スザンナも異様な気配に気づいて、ハロルドに身体を寄せる。先を歩いていたユージーンが、くるりと振り返った。
「スザンナ様。これが何か、わかりますか?」
火をくべられた大きな壺の形をした容器の中には、棒が差し込まれていた。それを引き上げるとどろどろとした暗い灰色の液体が滴り落ちた。
「……な、何ですの、それは……」
ユージーンがにっこりと笑って答える。
「悪魔祓いに用いられる聖者の灰を溶かしたものです。材料は亡き修道者の骨と、生きた修道者の血。もちろん、私の血も入っています」
ぞく、と、スザンナの身体に悪寒が走る。とっさにハロルドに手を伸ばしたが、その手はハロルドには届かなかった。修道者が数人で、ハロルドの身体を拘束していた。
「ハル! 司祭様、何をなさいますの!?」
「スザンナ様。あなたは悪魔に憑かれているのです。悪魔祓いを行わなければ」
「そ、そんな……司祭様まで噂を信じていますの!? ハルは悪魔じゃ」
「いいえ!!」
言葉を遮る声に、スザンナが怯む。ユージーンはゆっくりとスザンナに近づいて、またにこりと笑みを浮かべた。けれどその瞳に宿る意味のわからない熱に、スザンナはぞっとする。

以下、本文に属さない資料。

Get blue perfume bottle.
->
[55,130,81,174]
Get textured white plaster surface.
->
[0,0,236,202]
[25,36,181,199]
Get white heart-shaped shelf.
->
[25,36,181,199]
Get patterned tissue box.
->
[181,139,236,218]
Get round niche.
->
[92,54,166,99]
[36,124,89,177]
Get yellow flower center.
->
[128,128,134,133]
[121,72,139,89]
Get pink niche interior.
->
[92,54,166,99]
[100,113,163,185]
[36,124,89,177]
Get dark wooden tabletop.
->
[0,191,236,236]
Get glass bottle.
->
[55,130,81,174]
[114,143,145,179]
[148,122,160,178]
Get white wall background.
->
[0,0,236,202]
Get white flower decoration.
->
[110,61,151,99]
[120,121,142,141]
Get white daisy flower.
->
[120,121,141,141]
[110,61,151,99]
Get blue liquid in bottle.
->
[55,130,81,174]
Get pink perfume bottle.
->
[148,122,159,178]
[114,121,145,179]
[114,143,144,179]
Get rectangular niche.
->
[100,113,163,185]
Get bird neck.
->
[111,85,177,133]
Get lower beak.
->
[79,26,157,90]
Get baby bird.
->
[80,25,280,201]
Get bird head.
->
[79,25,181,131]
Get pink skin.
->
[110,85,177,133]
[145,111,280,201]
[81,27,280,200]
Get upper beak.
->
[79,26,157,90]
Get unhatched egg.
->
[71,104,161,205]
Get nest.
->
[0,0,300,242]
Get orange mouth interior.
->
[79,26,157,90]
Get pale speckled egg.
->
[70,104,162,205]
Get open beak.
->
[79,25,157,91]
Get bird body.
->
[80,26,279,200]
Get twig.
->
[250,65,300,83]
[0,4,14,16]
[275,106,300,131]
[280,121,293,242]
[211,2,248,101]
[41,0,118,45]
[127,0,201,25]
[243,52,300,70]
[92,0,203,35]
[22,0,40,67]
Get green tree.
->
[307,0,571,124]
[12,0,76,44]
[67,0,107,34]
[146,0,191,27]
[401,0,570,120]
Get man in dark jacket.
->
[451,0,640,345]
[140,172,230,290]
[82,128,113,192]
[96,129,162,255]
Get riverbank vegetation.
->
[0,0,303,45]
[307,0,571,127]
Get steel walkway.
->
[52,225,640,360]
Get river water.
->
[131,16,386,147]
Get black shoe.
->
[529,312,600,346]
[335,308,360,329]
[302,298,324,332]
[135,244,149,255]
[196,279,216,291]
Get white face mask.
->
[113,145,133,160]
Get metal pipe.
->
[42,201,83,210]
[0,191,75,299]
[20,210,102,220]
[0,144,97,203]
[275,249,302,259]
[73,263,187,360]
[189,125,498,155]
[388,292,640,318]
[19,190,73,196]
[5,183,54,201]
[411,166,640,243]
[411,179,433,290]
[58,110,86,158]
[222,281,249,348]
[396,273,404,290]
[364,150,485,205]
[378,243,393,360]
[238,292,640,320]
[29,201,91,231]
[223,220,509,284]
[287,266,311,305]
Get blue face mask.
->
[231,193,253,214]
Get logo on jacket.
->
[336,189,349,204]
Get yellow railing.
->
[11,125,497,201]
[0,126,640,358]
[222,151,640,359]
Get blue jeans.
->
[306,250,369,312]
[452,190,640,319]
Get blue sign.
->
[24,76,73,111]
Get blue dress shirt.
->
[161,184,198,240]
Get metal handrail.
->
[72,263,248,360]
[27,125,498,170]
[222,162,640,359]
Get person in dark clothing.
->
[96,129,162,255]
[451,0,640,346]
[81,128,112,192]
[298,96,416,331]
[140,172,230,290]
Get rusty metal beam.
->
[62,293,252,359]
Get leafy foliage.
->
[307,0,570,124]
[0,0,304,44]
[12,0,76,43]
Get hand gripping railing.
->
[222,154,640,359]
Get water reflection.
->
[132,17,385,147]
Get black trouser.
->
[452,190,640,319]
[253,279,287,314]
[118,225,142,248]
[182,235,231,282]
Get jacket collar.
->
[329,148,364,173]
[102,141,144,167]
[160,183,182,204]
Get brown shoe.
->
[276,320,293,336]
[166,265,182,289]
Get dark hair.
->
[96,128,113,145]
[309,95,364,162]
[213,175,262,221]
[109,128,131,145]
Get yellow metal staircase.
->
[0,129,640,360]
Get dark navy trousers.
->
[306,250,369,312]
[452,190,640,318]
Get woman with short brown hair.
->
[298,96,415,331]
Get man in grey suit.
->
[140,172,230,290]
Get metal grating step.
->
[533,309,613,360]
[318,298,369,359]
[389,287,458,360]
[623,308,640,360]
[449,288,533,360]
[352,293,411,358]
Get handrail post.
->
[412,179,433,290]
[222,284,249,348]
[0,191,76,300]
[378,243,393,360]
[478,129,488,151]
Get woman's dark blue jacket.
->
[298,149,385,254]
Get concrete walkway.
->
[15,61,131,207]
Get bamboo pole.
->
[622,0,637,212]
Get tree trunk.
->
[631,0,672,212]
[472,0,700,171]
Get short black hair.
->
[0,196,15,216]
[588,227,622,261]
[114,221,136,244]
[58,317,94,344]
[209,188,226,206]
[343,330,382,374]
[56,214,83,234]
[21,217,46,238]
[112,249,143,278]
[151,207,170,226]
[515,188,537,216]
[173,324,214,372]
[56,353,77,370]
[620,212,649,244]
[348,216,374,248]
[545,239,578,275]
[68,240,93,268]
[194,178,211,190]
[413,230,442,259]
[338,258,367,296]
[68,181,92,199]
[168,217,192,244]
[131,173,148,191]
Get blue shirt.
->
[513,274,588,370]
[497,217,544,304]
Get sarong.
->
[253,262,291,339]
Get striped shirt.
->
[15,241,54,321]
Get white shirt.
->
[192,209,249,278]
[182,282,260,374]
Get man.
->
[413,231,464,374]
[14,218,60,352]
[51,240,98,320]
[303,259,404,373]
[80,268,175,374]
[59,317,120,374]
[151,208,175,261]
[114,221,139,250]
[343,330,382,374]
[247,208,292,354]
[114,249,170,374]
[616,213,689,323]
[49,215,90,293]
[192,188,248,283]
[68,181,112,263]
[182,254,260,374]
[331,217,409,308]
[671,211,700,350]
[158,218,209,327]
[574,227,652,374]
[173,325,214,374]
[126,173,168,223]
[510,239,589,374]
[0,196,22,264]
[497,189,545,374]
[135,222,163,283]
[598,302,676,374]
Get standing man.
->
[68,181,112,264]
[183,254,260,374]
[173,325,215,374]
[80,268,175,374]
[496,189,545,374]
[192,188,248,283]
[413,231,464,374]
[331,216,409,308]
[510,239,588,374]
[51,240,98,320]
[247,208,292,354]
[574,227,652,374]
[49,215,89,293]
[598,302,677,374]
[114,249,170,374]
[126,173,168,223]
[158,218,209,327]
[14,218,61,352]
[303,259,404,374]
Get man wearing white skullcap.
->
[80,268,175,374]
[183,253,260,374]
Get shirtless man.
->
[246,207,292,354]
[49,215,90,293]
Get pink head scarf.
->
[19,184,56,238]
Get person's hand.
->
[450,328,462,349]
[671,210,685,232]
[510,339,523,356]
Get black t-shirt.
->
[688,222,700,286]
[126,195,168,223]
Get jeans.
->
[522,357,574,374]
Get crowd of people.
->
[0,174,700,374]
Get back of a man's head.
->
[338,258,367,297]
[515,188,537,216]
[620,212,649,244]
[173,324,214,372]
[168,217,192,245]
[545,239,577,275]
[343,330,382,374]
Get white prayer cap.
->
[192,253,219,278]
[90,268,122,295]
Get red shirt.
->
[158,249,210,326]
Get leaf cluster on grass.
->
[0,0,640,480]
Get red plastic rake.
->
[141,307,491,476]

「この男の正体が悪魔だとか、悪魔ではないとか……そういう話ではないのですよ。美しい女神にまとわり付く不浄の存在、それを総じて私は悪魔と呼んでいるのです」
ユージーンの言葉の意味がわからず、スザンナは後ろへ一歩身体を引く。ユージーンは笑みを携えたまま、うっとりとした眼差しをスザンナへ向けた。
「スザンナ様。私の女神。初めてあなたをお見かけしたときからずっと、あなたをお慕いしておりました」
「なにを言って……」
「あなたこそ崇拝すべき存在。あなたこそこの教会で崇め奉られる人。この街の、いやこの国の人間は全員あなたにひれ伏すべきなのです!」
ユージーンの目は、常人のそれではなかった。ぎらぎらと欲を携え、スザンナの身体をじっくりと見つめる。不快だった。気持ちが悪かった。スザンナは拳を握り、きっと眉を釣り上げた。

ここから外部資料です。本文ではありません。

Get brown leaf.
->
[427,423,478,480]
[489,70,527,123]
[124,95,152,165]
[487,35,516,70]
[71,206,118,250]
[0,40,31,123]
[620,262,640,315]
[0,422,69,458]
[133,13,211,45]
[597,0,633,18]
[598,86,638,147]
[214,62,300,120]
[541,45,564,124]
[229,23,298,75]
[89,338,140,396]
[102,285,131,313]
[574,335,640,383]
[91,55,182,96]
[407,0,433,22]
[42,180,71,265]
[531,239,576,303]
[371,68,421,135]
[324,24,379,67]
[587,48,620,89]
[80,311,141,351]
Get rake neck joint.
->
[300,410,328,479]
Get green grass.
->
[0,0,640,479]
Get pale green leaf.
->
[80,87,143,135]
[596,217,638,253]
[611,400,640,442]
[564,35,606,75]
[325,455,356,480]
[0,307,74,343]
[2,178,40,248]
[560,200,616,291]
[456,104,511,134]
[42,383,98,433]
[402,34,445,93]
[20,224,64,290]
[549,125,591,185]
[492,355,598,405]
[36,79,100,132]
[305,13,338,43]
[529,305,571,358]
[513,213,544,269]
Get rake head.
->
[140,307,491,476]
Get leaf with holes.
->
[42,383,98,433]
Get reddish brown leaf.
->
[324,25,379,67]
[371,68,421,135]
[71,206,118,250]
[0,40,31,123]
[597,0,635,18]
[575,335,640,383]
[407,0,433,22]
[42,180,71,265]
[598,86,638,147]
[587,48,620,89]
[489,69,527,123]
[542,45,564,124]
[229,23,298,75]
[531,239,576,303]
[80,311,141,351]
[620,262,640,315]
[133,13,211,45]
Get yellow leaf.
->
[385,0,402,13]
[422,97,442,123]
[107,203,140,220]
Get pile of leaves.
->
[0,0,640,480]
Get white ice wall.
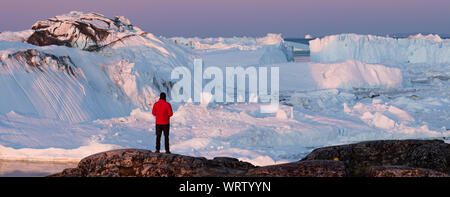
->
[310,34,450,64]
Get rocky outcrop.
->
[52,140,450,177]
[52,149,255,177]
[26,12,141,51]
[303,140,450,176]
[245,160,348,177]
[365,166,450,177]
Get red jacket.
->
[152,99,173,124]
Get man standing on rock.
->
[152,92,173,154]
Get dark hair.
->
[159,92,166,100]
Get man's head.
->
[159,92,166,100]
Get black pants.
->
[156,124,170,152]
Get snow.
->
[277,60,402,90]
[170,34,294,66]
[310,34,450,64]
[285,41,309,51]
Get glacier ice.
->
[309,34,450,64]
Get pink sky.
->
[0,0,450,37]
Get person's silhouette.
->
[152,92,173,153]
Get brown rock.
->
[52,149,255,177]
[302,140,450,176]
[245,160,347,177]
[366,166,450,177]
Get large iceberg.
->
[170,33,294,66]
[309,34,450,64]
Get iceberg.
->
[309,34,450,64]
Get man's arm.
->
[169,103,173,117]
[152,103,156,116]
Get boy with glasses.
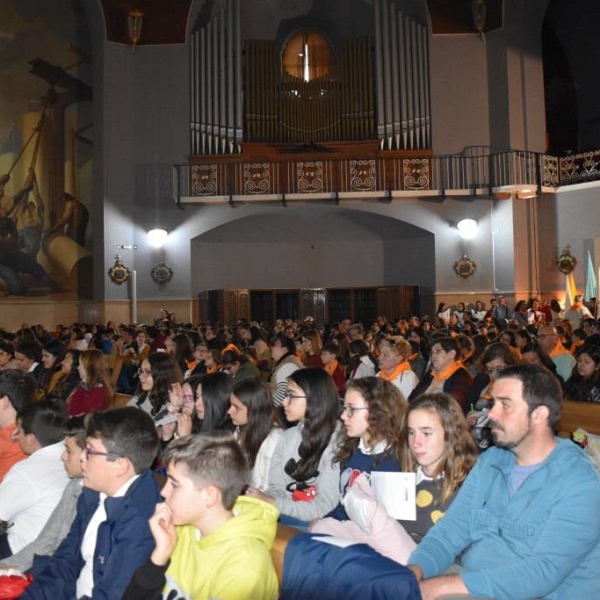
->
[123,431,279,600]
[21,407,160,599]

「何をわけのわからないことを言っているの! あなたの妄想にお付き合いしている暇はありません! すぐにハロルドを解放なさい!」
ハロルドの身体は今、十人ほどの修道者によって押さえつけられている。暴れたら振り払うことは可能だが、そうすることでスザンナのそばにいる男が、どんなことをしでかすか予想が出来なかった。ユージーンはスザンナの言葉に、その表情からすっと笑顔を消して言う。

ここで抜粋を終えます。